Gilteritinib (ASP2215, Astellas), a receptor tyrosine kinase inhibitor of FLT3 and AXL, appeared active against FLT3 internal tandem duplication and tyrosine kinase domain, two common types of FLT3 mutations observed among patients with AML.
Phase 3 trials designed to evaluate the safety and efficacy of gilteritinib in different AML patient populations are underway. These include the registrational ADMIRAL trial, which includes patients with relapsed/refractory FLT3-positive AML.
“Fewer than 10,000 Americans will be diagnosed with FLT3 mutation-positive AML this year and, [although] that may be a small percentage of the overall population, it is an important group of patients who are deserving of potential new treatments,” Steven Benner, MD, senior vice president and global therapeutic area head of oncology development at Astellas, said in a company-issued press release. “We are grateful to the FDA for acknowledging the unique needs of rare diseases, and for providing a path forward for gilteritinib in supporting these patients.”

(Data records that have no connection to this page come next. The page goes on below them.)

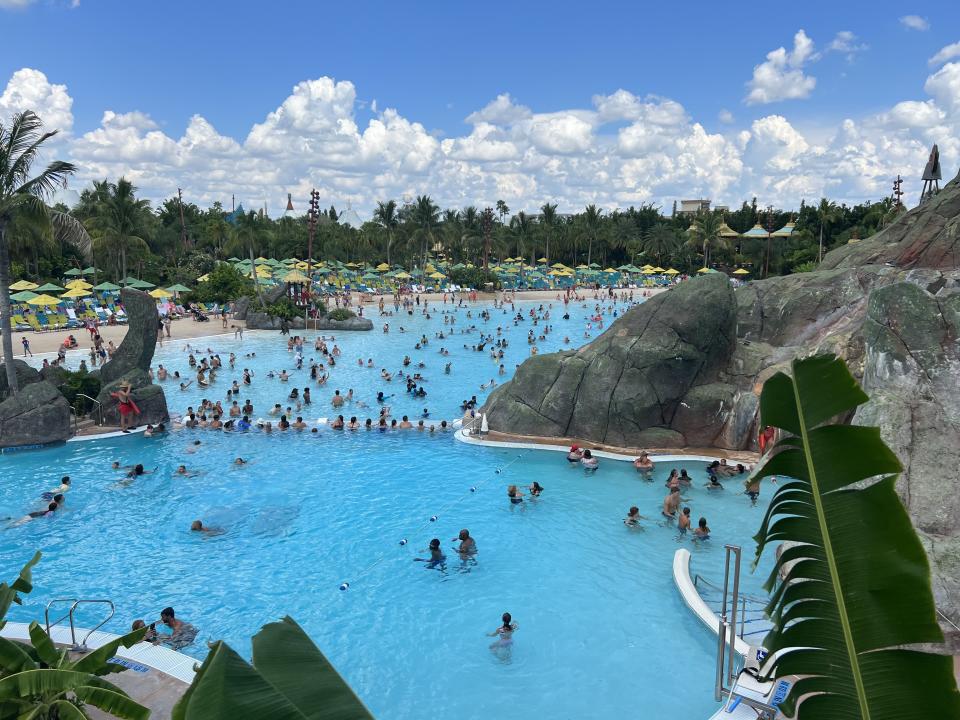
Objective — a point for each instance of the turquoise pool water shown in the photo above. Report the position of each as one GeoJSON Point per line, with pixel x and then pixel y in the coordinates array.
{"type": "Point", "coordinates": [602, 630]}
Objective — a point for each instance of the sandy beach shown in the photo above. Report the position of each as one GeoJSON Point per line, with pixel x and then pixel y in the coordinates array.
{"type": "Point", "coordinates": [49, 342]}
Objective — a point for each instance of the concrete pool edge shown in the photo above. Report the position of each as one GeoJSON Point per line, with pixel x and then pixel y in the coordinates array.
{"type": "Point", "coordinates": [530, 442]}
{"type": "Point", "coordinates": [164, 660]}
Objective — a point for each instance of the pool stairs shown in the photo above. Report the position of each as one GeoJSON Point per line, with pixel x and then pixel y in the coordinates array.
{"type": "Point", "coordinates": [722, 608]}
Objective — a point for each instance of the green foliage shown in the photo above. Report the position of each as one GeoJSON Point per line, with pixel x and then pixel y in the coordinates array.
{"type": "Point", "coordinates": [80, 383]}
{"type": "Point", "coordinates": [284, 309]}
{"type": "Point", "coordinates": [288, 679]}
{"type": "Point", "coordinates": [225, 283]}
{"type": "Point", "coordinates": [476, 278]}
{"type": "Point", "coordinates": [341, 314]}
{"type": "Point", "coordinates": [41, 682]}
{"type": "Point", "coordinates": [856, 589]}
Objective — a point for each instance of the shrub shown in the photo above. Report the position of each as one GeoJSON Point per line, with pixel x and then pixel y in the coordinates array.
{"type": "Point", "coordinates": [477, 278]}
{"type": "Point", "coordinates": [284, 309]}
{"type": "Point", "coordinates": [341, 314]}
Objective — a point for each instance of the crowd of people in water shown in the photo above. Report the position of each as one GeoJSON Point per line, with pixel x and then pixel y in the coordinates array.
{"type": "Point", "coordinates": [234, 411]}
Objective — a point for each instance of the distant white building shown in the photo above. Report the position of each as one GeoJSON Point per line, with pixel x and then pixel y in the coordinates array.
{"type": "Point", "coordinates": [692, 207]}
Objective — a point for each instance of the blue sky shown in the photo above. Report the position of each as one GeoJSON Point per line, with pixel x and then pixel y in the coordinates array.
{"type": "Point", "coordinates": [435, 63]}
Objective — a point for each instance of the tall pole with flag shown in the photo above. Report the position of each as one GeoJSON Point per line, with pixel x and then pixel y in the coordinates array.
{"type": "Point", "coordinates": [312, 214]}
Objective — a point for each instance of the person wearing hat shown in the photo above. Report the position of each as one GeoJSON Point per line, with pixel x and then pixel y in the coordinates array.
{"type": "Point", "coordinates": [125, 405]}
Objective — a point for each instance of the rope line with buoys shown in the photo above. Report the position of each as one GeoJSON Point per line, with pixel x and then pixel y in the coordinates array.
{"type": "Point", "coordinates": [345, 585]}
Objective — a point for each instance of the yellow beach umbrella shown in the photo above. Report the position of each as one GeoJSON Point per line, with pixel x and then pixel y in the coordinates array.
{"type": "Point", "coordinates": [43, 300]}
{"type": "Point", "coordinates": [296, 276]}
{"type": "Point", "coordinates": [76, 292]}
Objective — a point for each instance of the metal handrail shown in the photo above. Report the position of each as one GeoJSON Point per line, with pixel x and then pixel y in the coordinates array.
{"type": "Point", "coordinates": [97, 403]}
{"type": "Point", "coordinates": [74, 602]}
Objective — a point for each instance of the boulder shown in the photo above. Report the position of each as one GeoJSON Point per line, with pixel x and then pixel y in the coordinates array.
{"type": "Point", "coordinates": [25, 376]}
{"type": "Point", "coordinates": [148, 397]}
{"type": "Point", "coordinates": [634, 377]}
{"type": "Point", "coordinates": [136, 350]}
{"type": "Point", "coordinates": [38, 414]}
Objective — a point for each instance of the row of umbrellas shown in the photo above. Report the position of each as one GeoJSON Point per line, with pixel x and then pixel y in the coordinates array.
{"type": "Point", "coordinates": [34, 294]}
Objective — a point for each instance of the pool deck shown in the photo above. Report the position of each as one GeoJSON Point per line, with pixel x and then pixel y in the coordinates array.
{"type": "Point", "coordinates": [613, 452]}
{"type": "Point", "coordinates": [156, 676]}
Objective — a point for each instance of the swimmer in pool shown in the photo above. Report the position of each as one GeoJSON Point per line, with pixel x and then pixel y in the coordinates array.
{"type": "Point", "coordinates": [198, 526]}
{"type": "Point", "coordinates": [436, 555]}
{"type": "Point", "coordinates": [505, 632]}
{"type": "Point", "coordinates": [468, 546]}
{"type": "Point", "coordinates": [702, 532]}
{"type": "Point", "coordinates": [683, 523]}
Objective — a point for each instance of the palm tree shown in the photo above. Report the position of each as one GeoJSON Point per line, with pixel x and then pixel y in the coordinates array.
{"type": "Point", "coordinates": [425, 216]}
{"type": "Point", "coordinates": [590, 227]}
{"type": "Point", "coordinates": [705, 233]}
{"type": "Point", "coordinates": [548, 221]}
{"type": "Point", "coordinates": [521, 231]}
{"type": "Point", "coordinates": [827, 212]}
{"type": "Point", "coordinates": [119, 220]}
{"type": "Point", "coordinates": [660, 242]}
{"type": "Point", "coordinates": [503, 210]}
{"type": "Point", "coordinates": [22, 201]}
{"type": "Point", "coordinates": [386, 216]}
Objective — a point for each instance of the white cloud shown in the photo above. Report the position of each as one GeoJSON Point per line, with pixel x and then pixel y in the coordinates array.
{"type": "Point", "coordinates": [502, 111]}
{"type": "Point", "coordinates": [945, 53]}
{"type": "Point", "coordinates": [623, 149]}
{"type": "Point", "coordinates": [781, 76]}
{"type": "Point", "coordinates": [914, 22]}
{"type": "Point", "coordinates": [848, 43]}
{"type": "Point", "coordinates": [29, 89]}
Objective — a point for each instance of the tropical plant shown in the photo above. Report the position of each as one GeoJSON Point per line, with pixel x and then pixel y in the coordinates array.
{"type": "Point", "coordinates": [855, 597]}
{"type": "Point", "coordinates": [827, 213]}
{"type": "Point", "coordinates": [288, 678]}
{"type": "Point", "coordinates": [386, 217]}
{"type": "Point", "coordinates": [22, 203]}
{"type": "Point", "coordinates": [118, 223]}
{"type": "Point", "coordinates": [40, 682]}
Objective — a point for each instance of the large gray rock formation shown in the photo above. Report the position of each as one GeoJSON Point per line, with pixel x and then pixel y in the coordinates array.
{"type": "Point", "coordinates": [131, 361]}
{"type": "Point", "coordinates": [656, 367]}
{"type": "Point", "coordinates": [38, 414]}
{"type": "Point", "coordinates": [896, 322]}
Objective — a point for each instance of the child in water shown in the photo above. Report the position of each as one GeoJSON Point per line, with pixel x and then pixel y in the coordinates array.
{"type": "Point", "coordinates": [436, 555]}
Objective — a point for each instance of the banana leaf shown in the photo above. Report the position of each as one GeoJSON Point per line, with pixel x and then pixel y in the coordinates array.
{"type": "Point", "coordinates": [289, 679]}
{"type": "Point", "coordinates": [289, 660]}
{"type": "Point", "coordinates": [856, 582]}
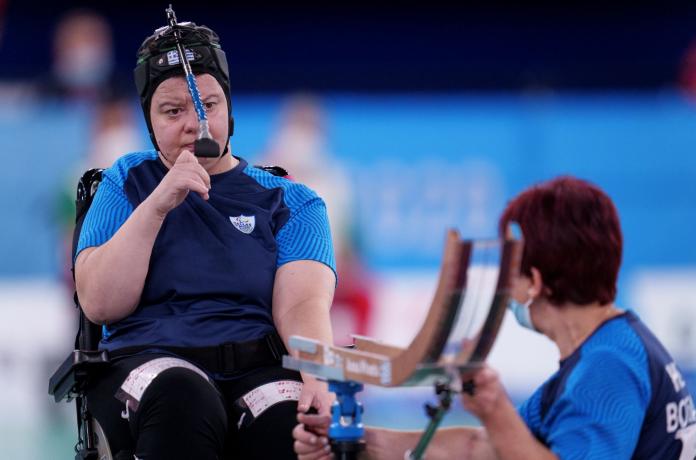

The FDA Office of Orphan Products Development grants orphan drug designation to novel drugs and biologics that are intended for the safe and effective treatment, diagnosis or prevention of rare diseases or disorders that affect fewer than 200,000 people in the United States. The designation allows manufacturers to qualify for various incentives, including tax credits for qualified clinical trials and — upon regulatory approval — 7 years of market exclusivity.